La fin du Héros

Affronter son dernier voyage : une préparation existe

Un beau voyage

Qu’il ait accompli ou non son voyage, en ait entrepris plusieurs, ait passé avec succès chaque épreuve à laquelle il fut confronté ou ait abandonné en chemin, vient toujours un moment où, de chair et de sang fait, le héros doit mourir.

Mourir… son dernier voyage. Unique, intime, plus que tout autre cher à lui-même. Le seul dont le héros ne reviendra pas. Et pourtant, comme tout autre voyage, celui-ci requiert qu’il s’y prépare.

Marcher seul

Hélas, face à cette tâche délicate, le héros se voit souvent esseulé, démuni, incapable même de savoir par où commencer.
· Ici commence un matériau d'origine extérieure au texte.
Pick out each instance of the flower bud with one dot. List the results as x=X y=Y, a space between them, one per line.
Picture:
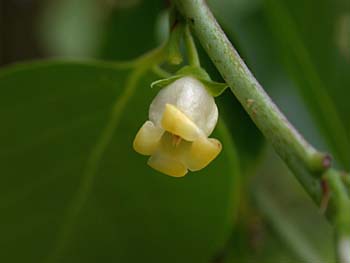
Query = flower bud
x=181 y=117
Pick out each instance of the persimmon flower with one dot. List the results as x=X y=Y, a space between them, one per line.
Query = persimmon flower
x=181 y=117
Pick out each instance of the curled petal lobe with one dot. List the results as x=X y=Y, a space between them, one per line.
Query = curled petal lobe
x=202 y=152
x=167 y=165
x=175 y=122
x=147 y=138
x=182 y=116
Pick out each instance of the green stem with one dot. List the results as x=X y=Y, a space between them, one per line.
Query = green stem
x=341 y=203
x=307 y=164
x=192 y=53
x=303 y=159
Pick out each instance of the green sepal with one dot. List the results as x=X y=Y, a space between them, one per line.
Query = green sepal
x=165 y=82
x=214 y=88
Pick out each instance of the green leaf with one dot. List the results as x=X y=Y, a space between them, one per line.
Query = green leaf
x=73 y=190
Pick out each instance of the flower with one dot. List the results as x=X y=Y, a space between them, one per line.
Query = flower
x=181 y=117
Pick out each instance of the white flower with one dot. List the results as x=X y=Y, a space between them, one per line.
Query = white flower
x=181 y=117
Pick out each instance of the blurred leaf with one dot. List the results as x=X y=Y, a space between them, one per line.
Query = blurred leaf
x=73 y=190
x=131 y=32
x=72 y=27
x=306 y=44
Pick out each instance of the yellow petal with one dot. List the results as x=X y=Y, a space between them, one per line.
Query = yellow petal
x=176 y=122
x=201 y=153
x=147 y=138
x=167 y=165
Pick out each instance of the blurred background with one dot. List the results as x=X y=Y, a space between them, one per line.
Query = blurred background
x=299 y=50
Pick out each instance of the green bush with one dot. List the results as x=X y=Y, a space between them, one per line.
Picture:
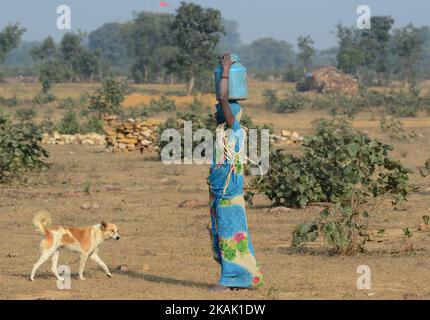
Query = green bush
x=395 y=130
x=43 y=98
x=292 y=102
x=9 y=102
x=108 y=99
x=162 y=104
x=47 y=125
x=69 y=124
x=93 y=124
x=198 y=106
x=425 y=170
x=344 y=169
x=20 y=150
x=199 y=122
x=403 y=104
x=25 y=114
x=270 y=99
x=67 y=103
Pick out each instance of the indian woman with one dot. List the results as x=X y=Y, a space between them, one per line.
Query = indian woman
x=231 y=244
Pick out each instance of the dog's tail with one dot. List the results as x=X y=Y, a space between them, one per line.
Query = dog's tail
x=42 y=220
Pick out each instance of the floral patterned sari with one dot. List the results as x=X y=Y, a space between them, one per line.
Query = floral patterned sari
x=231 y=244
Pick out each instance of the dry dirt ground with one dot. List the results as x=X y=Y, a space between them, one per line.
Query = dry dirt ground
x=164 y=251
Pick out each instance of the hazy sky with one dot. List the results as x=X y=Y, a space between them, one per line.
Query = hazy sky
x=280 y=19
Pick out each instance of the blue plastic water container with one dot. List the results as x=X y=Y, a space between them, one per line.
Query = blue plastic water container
x=238 y=80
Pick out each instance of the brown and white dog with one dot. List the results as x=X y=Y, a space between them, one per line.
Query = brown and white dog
x=86 y=241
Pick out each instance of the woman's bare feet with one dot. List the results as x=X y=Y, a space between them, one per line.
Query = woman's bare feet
x=219 y=288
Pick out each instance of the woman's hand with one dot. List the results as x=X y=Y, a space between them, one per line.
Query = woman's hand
x=226 y=63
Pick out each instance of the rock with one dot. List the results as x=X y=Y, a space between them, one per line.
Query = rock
x=280 y=210
x=12 y=255
x=295 y=137
x=122 y=268
x=285 y=133
x=412 y=296
x=90 y=205
x=145 y=142
x=424 y=227
x=128 y=140
x=194 y=203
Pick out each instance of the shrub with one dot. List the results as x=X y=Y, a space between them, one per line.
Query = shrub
x=69 y=124
x=270 y=99
x=198 y=106
x=9 y=102
x=93 y=124
x=47 y=125
x=43 y=98
x=395 y=130
x=25 y=114
x=425 y=170
x=345 y=169
x=293 y=102
x=199 y=122
x=403 y=104
x=162 y=104
x=20 y=150
x=67 y=103
x=177 y=123
x=107 y=99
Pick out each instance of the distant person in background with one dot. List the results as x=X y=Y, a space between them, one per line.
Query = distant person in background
x=231 y=244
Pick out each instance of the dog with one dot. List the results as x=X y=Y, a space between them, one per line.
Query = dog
x=85 y=241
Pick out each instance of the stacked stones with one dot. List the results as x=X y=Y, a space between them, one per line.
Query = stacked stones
x=91 y=139
x=130 y=135
x=288 y=137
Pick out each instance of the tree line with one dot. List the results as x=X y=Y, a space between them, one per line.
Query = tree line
x=182 y=47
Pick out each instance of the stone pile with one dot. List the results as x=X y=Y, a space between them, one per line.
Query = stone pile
x=288 y=137
x=331 y=79
x=130 y=135
x=91 y=139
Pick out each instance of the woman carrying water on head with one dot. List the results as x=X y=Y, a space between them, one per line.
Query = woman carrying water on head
x=231 y=244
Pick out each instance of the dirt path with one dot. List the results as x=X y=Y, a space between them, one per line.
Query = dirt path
x=164 y=251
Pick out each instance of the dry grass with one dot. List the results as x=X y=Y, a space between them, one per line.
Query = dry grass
x=166 y=249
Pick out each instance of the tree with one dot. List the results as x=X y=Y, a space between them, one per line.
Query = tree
x=108 y=98
x=230 y=41
x=71 y=50
x=10 y=38
x=375 y=44
x=306 y=51
x=47 y=50
x=425 y=36
x=149 y=43
x=111 y=41
x=81 y=61
x=267 y=54
x=196 y=33
x=350 y=56
x=407 y=46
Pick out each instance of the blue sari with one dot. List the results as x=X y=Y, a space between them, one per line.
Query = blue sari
x=231 y=244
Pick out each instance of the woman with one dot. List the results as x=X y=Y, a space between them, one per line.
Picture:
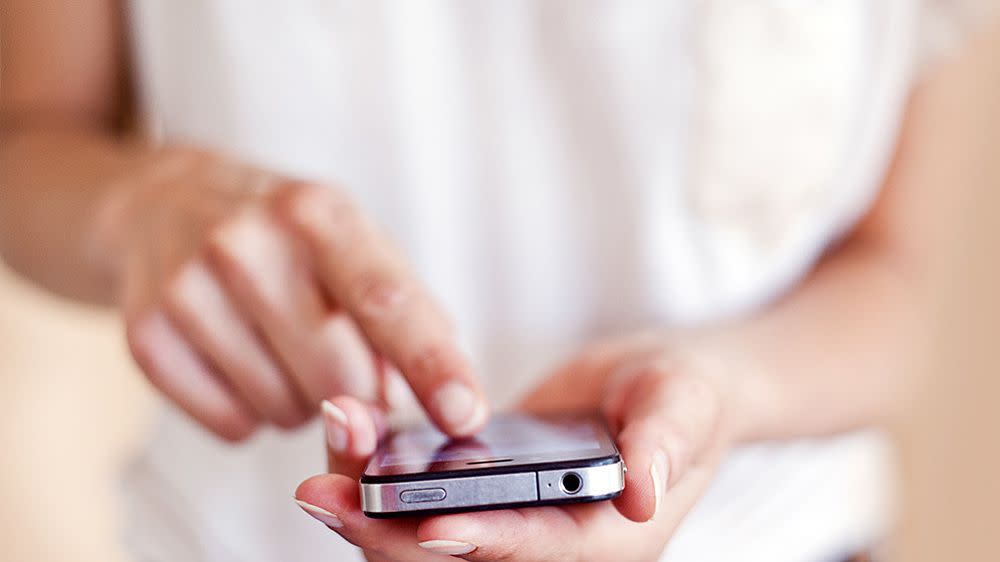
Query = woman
x=693 y=186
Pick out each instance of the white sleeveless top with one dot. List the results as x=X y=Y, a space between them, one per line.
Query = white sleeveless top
x=557 y=171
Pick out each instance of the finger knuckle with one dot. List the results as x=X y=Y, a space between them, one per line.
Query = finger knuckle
x=295 y=201
x=377 y=293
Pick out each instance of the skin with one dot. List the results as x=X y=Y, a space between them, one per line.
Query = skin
x=90 y=211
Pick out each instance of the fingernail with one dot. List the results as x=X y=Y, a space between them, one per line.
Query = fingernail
x=322 y=515
x=658 y=473
x=448 y=548
x=460 y=407
x=335 y=422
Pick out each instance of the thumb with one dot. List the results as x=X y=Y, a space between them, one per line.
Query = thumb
x=667 y=417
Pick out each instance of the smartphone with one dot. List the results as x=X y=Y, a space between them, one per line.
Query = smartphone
x=516 y=461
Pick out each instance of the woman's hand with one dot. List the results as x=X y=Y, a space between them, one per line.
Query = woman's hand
x=250 y=298
x=669 y=415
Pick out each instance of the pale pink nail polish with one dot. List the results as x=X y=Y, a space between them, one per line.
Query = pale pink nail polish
x=335 y=423
x=321 y=515
x=448 y=548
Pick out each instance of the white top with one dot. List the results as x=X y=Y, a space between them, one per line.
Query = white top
x=557 y=171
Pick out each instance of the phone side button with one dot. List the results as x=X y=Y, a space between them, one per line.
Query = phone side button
x=423 y=496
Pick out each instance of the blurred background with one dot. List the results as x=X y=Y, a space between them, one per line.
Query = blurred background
x=72 y=406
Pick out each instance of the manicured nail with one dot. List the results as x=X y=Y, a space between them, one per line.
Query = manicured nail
x=335 y=422
x=322 y=515
x=461 y=409
x=448 y=548
x=658 y=473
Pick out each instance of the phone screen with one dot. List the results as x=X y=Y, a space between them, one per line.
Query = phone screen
x=515 y=439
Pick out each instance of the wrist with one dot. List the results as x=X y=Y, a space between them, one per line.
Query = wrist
x=740 y=387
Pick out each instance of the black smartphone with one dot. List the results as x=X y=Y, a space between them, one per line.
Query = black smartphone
x=516 y=461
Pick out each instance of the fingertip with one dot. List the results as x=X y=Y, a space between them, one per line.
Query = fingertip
x=333 y=492
x=461 y=410
x=328 y=498
x=359 y=423
x=645 y=481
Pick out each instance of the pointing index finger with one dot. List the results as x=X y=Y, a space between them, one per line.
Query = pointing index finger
x=364 y=274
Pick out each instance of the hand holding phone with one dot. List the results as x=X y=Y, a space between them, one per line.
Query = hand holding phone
x=671 y=426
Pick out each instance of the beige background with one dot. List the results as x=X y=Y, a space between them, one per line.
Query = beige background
x=71 y=406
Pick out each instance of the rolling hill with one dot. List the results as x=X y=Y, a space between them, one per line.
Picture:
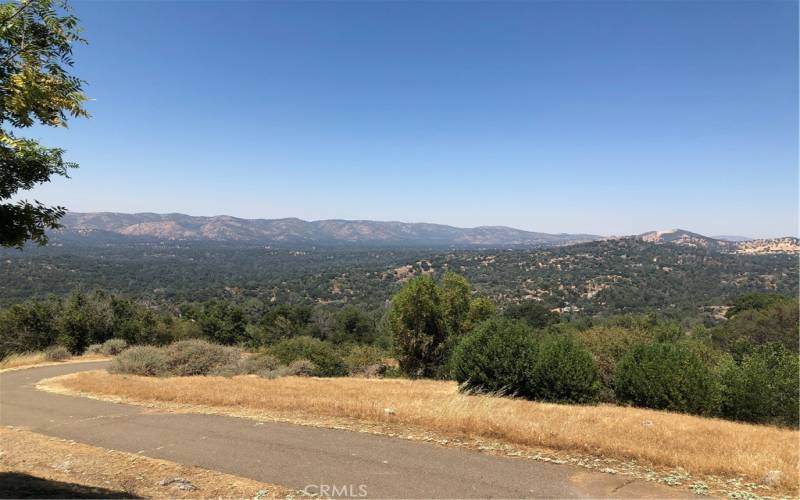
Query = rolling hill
x=180 y=227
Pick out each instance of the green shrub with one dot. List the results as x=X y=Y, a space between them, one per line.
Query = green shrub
x=667 y=376
x=496 y=357
x=564 y=371
x=57 y=353
x=360 y=357
x=301 y=368
x=141 y=360
x=328 y=363
x=259 y=363
x=198 y=357
x=112 y=347
x=608 y=344
x=763 y=388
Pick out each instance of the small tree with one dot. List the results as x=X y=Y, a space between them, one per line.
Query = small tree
x=35 y=88
x=496 y=357
x=667 y=376
x=564 y=371
x=763 y=388
x=419 y=327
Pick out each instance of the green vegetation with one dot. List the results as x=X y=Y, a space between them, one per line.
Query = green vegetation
x=35 y=89
x=497 y=357
x=601 y=278
x=327 y=362
x=199 y=357
x=667 y=376
x=142 y=360
x=743 y=367
x=763 y=387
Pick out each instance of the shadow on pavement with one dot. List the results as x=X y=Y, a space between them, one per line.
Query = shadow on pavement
x=19 y=485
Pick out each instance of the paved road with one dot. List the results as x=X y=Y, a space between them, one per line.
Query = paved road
x=298 y=456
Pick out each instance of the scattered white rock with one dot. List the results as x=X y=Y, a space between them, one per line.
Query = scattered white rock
x=772 y=478
x=179 y=483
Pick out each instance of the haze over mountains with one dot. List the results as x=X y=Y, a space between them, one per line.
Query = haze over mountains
x=181 y=227
x=292 y=230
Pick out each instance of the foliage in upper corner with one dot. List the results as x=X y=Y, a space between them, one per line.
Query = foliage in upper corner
x=36 y=38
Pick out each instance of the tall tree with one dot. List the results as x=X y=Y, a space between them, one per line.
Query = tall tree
x=36 y=39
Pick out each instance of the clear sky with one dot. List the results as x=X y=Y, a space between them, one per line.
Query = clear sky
x=601 y=117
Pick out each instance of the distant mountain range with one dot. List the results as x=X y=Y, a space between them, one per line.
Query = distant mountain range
x=225 y=228
x=740 y=245
x=179 y=227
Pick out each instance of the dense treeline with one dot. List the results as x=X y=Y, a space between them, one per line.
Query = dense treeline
x=744 y=368
x=609 y=277
x=83 y=319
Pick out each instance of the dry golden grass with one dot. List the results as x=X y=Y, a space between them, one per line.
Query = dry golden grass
x=702 y=446
x=39 y=358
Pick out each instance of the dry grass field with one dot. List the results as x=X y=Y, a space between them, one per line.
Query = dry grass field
x=702 y=446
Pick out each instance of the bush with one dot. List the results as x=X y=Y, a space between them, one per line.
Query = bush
x=198 y=357
x=57 y=353
x=324 y=357
x=564 y=371
x=496 y=357
x=667 y=376
x=141 y=360
x=301 y=368
x=112 y=347
x=360 y=357
x=259 y=363
x=608 y=344
x=763 y=388
x=93 y=349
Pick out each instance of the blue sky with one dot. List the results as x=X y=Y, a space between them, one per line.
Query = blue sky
x=601 y=117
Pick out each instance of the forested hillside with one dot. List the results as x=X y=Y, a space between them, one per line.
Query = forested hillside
x=611 y=276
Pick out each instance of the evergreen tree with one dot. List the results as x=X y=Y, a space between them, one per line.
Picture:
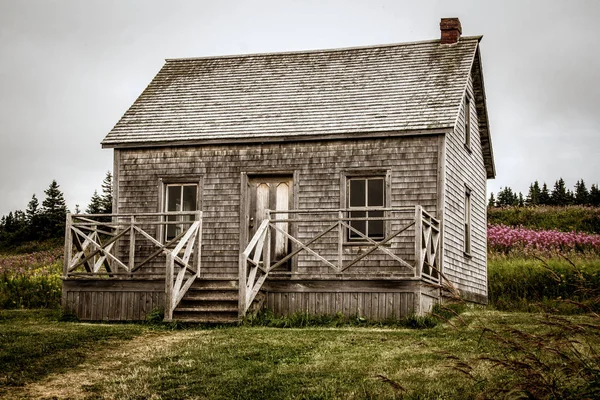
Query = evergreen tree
x=33 y=218
x=95 y=206
x=533 y=196
x=32 y=209
x=106 y=198
x=521 y=202
x=492 y=202
x=507 y=198
x=581 y=193
x=54 y=211
x=544 y=195
x=594 y=197
x=559 y=196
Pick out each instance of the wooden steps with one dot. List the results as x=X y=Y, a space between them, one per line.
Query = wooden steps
x=213 y=301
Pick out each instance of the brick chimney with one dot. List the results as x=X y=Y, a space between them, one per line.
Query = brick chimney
x=451 y=30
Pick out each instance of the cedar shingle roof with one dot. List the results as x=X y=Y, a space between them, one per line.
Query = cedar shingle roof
x=398 y=87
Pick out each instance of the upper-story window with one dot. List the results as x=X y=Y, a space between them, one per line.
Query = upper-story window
x=365 y=193
x=180 y=197
x=468 y=122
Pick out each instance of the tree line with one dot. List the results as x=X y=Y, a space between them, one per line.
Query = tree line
x=542 y=196
x=47 y=221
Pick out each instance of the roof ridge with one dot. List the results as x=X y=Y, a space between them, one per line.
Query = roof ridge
x=317 y=51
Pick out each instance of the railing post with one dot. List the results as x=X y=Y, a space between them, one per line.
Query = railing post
x=243 y=271
x=68 y=245
x=267 y=251
x=199 y=245
x=169 y=288
x=418 y=240
x=340 y=241
x=132 y=244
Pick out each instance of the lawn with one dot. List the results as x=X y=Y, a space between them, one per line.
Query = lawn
x=44 y=357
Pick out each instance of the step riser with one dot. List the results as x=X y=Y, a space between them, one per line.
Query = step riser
x=206 y=316
x=209 y=301
x=204 y=306
x=212 y=284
En effet, il n’est, dans la foule de ses supporters le félicitant, le jalousant et le critiquant jadis, pas une âme capable de lui révéler même à quoi s’attendre une fois le seuil de cette vie franchi.

Ainsi, pour tout bagage, on le berce de récits similaires à ceux de ses voyages achevés, compare ce qu’il traverse avec ce que durent supposément affronter d’obscurs aïeux. Tout cela en une triste entreprise visant à « le faire penser à autre chose », « lui changer les idées »… à détourner ses yeux du grand mur que, trop loin pour leurs yeux, ses supporters ne voient pas encore eux-mêmes.

La tentative de ces jeunes héros n’est pas vaine, certes non ! Naïve, puérile, coupable, car destructrice de possibles, oui. Mais qui saurait leur dire ? En attendant, les histoires de ces rêveurs n’aident en rien le voyageur dans ses préparatifs, au contraire. Car cette mort est avant tout la sienne et que, dans les derniers instants, il s’agira de lui. Seulement de lui.

Il s’agira de lui

Il s’agira de réussir à donner sens à ce qui pendant trop longtemps en a manqué. Parfois, aussi, de devoir trouver la force de ne plus chercher d’explications à ce qui n’en a jamais eu. Il s’agira enfin de toucher l’indicible, l’in-conté, et revenir au plus proche du mystère qu’il sut être.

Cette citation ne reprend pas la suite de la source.